荒れた公立小に入学させたくない! 「越境入学」をめぐる、保護者と学校それぞれの不満
保育園、幼稚園、小学校、おけいこ事の教室などでは、日々子どもの保護者と施設側の間でトラブルが発生している。ほんの些細なことでも、自分のこと以上に気になってしまうのが親心というものなのか。わが子のことを思ってとクレームを入れるママもいれば、モンペと呼ばれることを恐れて我慢するママも。そんなトラブル事例とママの葛藤をつづる。
“越境入学”または“越境通学”という言葉を聞いたことがあるだろうか。学区外にある公立の学校へ入学/通学することで、かつては、家庭の事情などで転居しても、元々通学をしていた学校に通うケースなど、特殊な事例がほとんどだった。現在では、公立の小学校や中学校で越境入学を受け入れている自治体が増えているため、学校自体の教育方針や、私立中学への進学率などを考慮し、区や市を越えた越境入学/通学をしている児童も増えているという。
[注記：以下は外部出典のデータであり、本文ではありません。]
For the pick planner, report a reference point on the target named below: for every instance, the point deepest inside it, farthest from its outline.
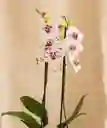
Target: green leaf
(35, 107)
(75, 113)
(24, 117)
(30, 125)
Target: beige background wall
(19, 74)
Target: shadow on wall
(86, 15)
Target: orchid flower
(62, 39)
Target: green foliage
(38, 109)
(35, 107)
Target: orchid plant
(63, 41)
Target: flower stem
(44, 94)
(63, 91)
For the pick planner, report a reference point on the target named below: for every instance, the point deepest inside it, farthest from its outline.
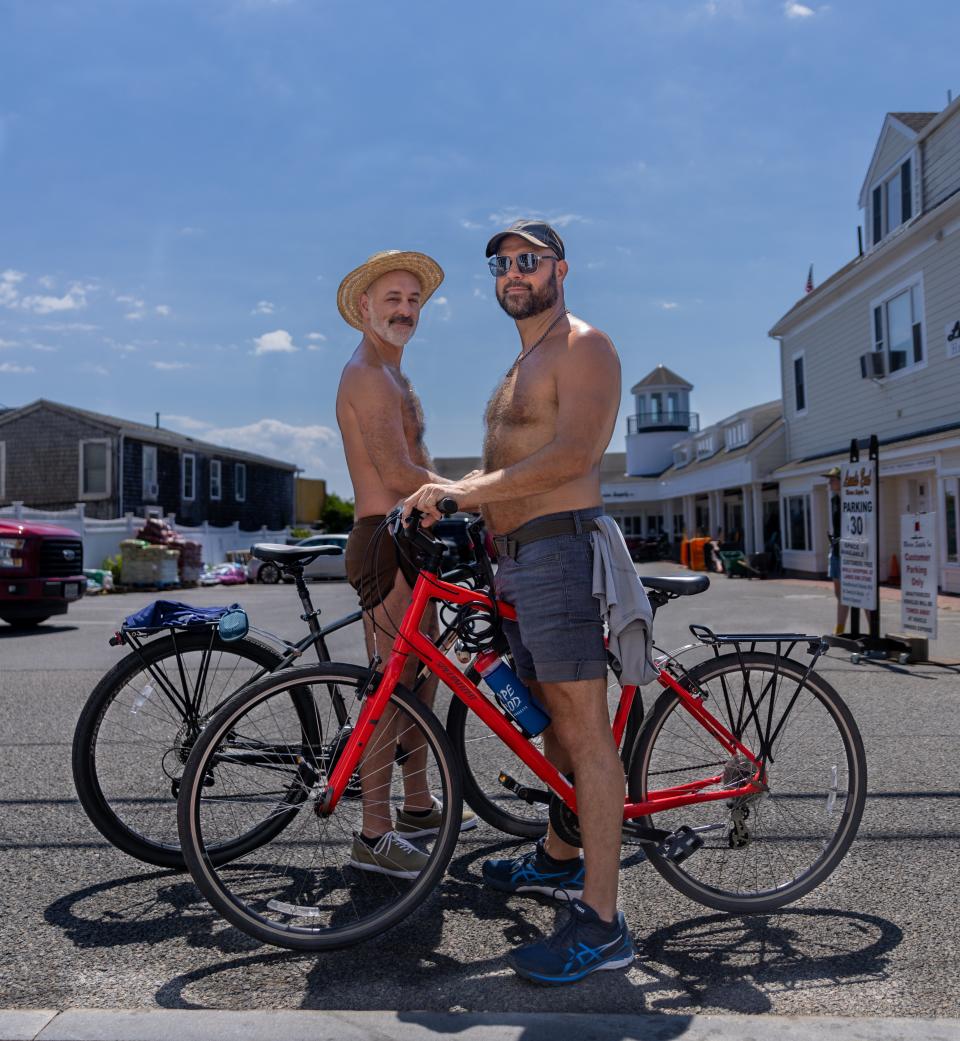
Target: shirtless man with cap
(548, 425)
(382, 426)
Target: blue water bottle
(511, 693)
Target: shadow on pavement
(9, 632)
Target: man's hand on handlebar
(434, 501)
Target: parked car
(330, 565)
(41, 572)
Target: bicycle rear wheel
(767, 849)
(256, 766)
(135, 733)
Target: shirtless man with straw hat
(382, 426)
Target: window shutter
(917, 344)
(906, 193)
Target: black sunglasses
(527, 263)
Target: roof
(661, 377)
(143, 431)
(768, 419)
(915, 121)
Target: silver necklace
(537, 343)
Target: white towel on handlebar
(624, 604)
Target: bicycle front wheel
(767, 849)
(139, 726)
(258, 765)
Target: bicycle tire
(798, 819)
(482, 757)
(119, 806)
(248, 721)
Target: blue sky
(183, 184)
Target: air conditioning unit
(872, 365)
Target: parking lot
(84, 925)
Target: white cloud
(93, 369)
(278, 341)
(67, 327)
(170, 366)
(316, 449)
(507, 217)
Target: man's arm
(587, 384)
(377, 405)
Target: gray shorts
(558, 633)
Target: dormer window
(891, 201)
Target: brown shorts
(372, 562)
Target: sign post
(918, 584)
(860, 552)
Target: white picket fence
(102, 538)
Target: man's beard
(534, 302)
(394, 332)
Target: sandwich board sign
(858, 534)
(919, 572)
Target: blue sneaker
(583, 944)
(533, 873)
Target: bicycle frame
(410, 640)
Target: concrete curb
(155, 1024)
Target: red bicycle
(746, 782)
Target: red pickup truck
(41, 572)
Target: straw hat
(427, 272)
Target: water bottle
(511, 693)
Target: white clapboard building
(876, 350)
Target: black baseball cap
(537, 232)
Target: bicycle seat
(679, 585)
(292, 554)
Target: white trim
(799, 412)
(902, 286)
(107, 492)
(193, 457)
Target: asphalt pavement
(83, 927)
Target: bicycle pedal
(530, 795)
(682, 843)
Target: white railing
(102, 538)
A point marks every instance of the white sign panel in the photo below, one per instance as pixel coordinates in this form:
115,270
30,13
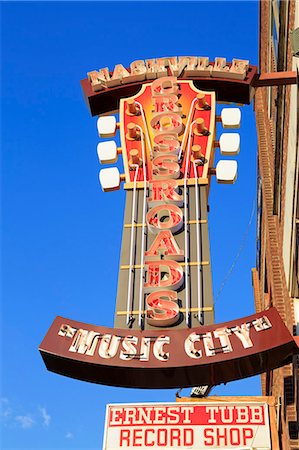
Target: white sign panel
203,425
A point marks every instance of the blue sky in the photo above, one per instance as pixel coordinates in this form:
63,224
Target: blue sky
61,234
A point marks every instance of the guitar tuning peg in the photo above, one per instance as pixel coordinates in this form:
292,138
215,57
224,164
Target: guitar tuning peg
110,179
200,128
107,152
106,126
229,144
202,103
231,117
133,134
226,171
132,108
134,158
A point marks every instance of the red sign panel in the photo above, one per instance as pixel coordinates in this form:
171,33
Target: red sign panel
206,355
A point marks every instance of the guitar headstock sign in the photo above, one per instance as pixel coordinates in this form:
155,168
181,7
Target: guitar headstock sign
164,333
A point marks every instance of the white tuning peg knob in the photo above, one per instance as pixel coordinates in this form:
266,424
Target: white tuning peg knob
231,117
229,144
226,171
110,179
107,152
106,126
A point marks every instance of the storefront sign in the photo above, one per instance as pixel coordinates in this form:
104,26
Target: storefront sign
232,81
188,425
164,333
164,359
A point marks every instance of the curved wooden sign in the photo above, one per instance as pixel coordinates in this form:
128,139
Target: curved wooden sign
206,355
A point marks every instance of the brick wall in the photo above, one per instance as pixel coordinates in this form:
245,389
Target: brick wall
282,382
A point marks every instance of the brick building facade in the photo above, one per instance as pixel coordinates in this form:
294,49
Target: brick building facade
276,276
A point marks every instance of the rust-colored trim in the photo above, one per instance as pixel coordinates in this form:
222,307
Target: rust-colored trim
275,79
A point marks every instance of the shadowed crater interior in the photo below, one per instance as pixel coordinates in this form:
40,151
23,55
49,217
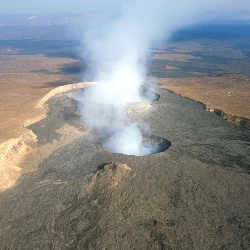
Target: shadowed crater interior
150,145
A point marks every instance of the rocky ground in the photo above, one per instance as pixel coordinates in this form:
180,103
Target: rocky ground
67,192
194,195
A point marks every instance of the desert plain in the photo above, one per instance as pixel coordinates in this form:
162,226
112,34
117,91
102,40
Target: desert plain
60,188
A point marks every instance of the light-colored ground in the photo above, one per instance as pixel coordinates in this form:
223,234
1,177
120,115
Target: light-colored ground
21,88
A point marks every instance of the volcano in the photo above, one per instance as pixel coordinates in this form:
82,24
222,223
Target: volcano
82,196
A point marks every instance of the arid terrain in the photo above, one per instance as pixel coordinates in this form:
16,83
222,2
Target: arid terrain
62,190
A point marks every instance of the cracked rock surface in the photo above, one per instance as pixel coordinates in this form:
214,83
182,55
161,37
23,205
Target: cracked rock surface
194,195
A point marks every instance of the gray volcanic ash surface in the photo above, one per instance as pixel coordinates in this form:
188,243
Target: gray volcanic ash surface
194,195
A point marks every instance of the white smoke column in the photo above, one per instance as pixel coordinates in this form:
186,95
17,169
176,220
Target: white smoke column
117,42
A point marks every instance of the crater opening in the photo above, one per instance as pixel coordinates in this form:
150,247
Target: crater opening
148,146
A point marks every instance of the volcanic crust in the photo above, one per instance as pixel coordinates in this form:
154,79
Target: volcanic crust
195,195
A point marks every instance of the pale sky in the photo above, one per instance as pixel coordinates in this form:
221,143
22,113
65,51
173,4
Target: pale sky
35,7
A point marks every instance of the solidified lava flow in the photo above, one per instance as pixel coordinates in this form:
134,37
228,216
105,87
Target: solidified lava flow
149,146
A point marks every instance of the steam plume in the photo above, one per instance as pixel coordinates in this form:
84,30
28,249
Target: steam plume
117,42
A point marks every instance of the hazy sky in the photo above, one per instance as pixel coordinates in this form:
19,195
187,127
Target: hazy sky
33,7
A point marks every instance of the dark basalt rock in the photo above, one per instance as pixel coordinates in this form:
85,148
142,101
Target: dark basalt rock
195,195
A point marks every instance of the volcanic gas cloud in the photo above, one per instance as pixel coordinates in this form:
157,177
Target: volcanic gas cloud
117,41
アルマーニの標準服で話題となった、中央区の泰明小学校も、条件を満たせば越境入学を受けて入れている。ほかにも、パイロット校と呼ばれる革新的な教育を受けられる公立の学校では、区や市を越えた越境入学を行う児童もいるそうだ。今回は、越境入学/通学にまつわるママたちの声をレポートする。
園ママから「学区の学校は荒れている」と言われ……
都内にある幼稚園に、5歳になる男児を通わせている真由美さん(仮名)は、来年、小学校に入学予定の息子を越境入学させようか悩んでいる。
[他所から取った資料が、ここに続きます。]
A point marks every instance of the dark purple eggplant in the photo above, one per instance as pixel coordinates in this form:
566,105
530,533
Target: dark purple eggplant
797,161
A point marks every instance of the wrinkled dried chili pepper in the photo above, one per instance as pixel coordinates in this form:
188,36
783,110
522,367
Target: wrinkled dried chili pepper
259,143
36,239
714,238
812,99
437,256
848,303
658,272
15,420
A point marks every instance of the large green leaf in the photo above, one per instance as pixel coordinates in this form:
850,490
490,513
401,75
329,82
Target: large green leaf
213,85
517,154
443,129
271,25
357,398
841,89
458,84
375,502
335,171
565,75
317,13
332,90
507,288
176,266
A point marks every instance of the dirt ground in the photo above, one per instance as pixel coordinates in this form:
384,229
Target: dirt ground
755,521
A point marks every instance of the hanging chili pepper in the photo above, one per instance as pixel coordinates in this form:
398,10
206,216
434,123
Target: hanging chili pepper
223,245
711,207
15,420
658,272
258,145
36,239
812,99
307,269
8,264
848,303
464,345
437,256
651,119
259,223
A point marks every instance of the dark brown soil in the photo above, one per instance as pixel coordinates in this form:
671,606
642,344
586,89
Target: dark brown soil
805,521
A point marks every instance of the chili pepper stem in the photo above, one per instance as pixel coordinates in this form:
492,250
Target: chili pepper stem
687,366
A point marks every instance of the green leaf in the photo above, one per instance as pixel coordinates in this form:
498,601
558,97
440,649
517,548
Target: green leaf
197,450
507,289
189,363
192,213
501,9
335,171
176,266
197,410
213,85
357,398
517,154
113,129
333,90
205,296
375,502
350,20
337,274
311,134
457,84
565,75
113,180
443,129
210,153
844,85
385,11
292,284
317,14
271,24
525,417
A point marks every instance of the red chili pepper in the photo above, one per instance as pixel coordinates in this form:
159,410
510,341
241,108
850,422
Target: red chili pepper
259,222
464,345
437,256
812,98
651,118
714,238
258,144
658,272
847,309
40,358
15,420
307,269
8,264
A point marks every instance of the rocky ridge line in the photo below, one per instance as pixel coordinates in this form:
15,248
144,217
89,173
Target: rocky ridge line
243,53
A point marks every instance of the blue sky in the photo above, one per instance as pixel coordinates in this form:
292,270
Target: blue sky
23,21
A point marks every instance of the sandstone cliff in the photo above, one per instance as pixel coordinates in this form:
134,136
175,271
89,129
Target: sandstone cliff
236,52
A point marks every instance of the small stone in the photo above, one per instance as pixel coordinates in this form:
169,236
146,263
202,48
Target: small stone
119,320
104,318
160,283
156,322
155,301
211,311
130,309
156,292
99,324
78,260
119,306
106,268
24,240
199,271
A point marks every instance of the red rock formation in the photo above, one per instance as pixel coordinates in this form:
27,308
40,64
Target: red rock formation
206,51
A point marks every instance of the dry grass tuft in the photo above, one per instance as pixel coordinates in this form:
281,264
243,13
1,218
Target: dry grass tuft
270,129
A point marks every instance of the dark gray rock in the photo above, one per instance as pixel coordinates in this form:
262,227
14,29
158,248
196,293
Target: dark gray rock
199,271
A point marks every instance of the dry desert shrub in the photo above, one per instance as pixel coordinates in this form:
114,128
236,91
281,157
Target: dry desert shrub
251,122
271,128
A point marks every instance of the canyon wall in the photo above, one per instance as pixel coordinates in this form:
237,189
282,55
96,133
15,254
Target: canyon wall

「園バスに乗って登園するような遠くの幼稚園に通っているため、自宅近辺のママ友が少ないんです。そのため、親しいママ友は全て園で知り合ったママさんだけ。うちの幼稚園では、保育時間のほかに、英語教室や体操教室、年長になると小学校受験のためのクラスなども用意されていて、最初は、うちの息子も、『仲が良い子がいる』という理由で、受験クラスに参加させてみたんです」
真由美さんは専業主婦のため、私立小学校に通わせられるような余裕はない。しかし、周りのママさんたちが口々に「公立の小学校は授業が成り立たず荒れている」「タトゥーが入った保護者や、役員をしたがらない保護者などがいて問題を起こすらしい」「うちの園の家庭と格差が激しい」と言っていることで、心配になったという。
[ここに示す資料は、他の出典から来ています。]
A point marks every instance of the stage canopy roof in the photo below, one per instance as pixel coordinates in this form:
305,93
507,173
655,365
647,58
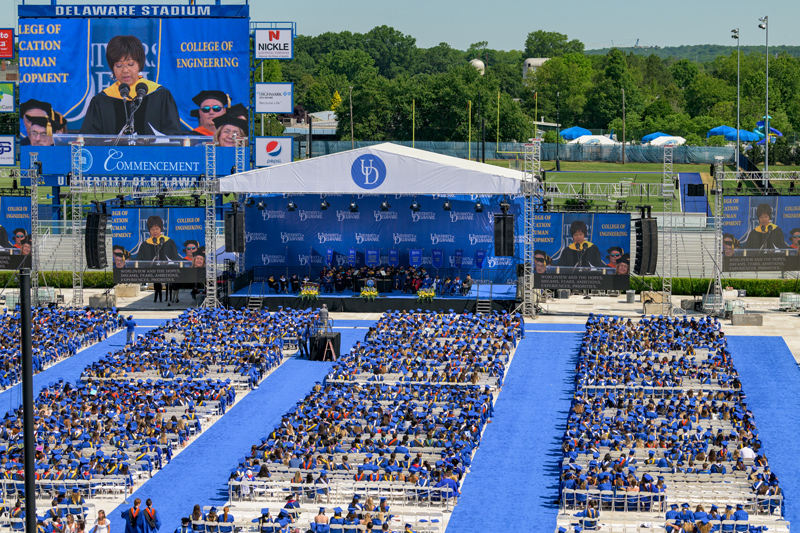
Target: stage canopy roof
380,169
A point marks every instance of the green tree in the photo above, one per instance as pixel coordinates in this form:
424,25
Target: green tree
551,44
393,52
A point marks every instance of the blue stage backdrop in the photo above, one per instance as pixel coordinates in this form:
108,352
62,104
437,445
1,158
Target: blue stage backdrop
64,70
582,251
761,233
15,232
279,238
170,250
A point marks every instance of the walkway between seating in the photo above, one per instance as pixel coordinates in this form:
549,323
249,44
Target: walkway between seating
70,369
514,476
199,474
771,379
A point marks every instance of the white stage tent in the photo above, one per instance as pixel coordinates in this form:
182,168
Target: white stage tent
380,169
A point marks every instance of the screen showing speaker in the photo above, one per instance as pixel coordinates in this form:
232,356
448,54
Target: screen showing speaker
582,251
15,232
760,233
159,245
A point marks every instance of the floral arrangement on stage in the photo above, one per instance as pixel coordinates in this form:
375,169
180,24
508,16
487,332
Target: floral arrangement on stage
369,293
425,295
309,293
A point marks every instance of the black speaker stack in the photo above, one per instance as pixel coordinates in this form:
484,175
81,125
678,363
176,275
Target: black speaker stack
504,235
234,232
95,240
646,247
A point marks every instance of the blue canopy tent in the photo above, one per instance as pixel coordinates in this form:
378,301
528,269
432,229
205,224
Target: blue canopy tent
649,137
574,132
744,136
721,130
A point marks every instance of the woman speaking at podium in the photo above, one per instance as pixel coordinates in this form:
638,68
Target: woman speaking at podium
153,107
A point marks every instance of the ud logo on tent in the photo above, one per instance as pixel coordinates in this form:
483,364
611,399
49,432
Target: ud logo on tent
368,171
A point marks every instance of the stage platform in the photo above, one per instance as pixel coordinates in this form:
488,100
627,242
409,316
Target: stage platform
503,297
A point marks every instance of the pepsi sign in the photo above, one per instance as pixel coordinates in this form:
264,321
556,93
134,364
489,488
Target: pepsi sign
272,151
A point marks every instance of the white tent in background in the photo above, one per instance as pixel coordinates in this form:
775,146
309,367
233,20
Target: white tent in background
672,140
593,140
378,169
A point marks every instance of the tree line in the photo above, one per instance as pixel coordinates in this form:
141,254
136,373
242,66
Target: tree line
397,86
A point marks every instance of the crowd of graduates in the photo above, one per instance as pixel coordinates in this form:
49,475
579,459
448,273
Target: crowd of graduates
115,422
433,348
421,434
653,399
56,333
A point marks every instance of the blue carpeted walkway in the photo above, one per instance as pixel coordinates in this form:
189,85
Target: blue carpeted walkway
200,473
693,204
771,379
514,476
70,369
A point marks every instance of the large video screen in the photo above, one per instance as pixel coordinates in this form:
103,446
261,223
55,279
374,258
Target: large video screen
158,245
760,233
147,76
582,251
15,232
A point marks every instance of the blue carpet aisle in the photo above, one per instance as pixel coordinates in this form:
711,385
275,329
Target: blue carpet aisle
200,473
70,369
514,476
771,379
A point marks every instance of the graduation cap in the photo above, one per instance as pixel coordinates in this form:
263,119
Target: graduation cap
202,96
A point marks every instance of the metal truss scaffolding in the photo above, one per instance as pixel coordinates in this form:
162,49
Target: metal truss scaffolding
211,190
531,177
33,174
667,190
76,189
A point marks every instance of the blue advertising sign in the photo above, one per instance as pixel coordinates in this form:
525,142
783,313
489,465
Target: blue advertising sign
372,258
165,245
130,165
459,258
274,231
437,258
193,68
761,233
480,257
394,258
582,251
415,257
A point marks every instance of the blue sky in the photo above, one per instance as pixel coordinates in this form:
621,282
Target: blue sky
506,24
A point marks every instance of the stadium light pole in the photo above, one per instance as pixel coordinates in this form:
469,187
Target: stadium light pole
765,26
735,35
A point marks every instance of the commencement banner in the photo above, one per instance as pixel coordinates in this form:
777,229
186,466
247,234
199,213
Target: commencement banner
183,67
15,232
158,245
274,234
761,233
581,251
「私と夫は地方出身のため、土地勘がないんです。地元出身のママたちから聞いた評判だと、息子が通う予定の小学校は担任の入れ替わりが激しいそう。うちは国立小学校だけ受験しますが、もしも落ちた場合でも、越境入学で同じ園の児童たちが入る予定の小学校へ、越境入学を検討しています」
越境入学が受け入れられる時代になったとはいえ、受け入れ先の自治体によって条件を満たさなければ入学が認められないケースも多い。親戚や祖父母が越境したい学区に住んでいる場合は、住所を借りて形だけ移住をして、通学させるケースもあるという。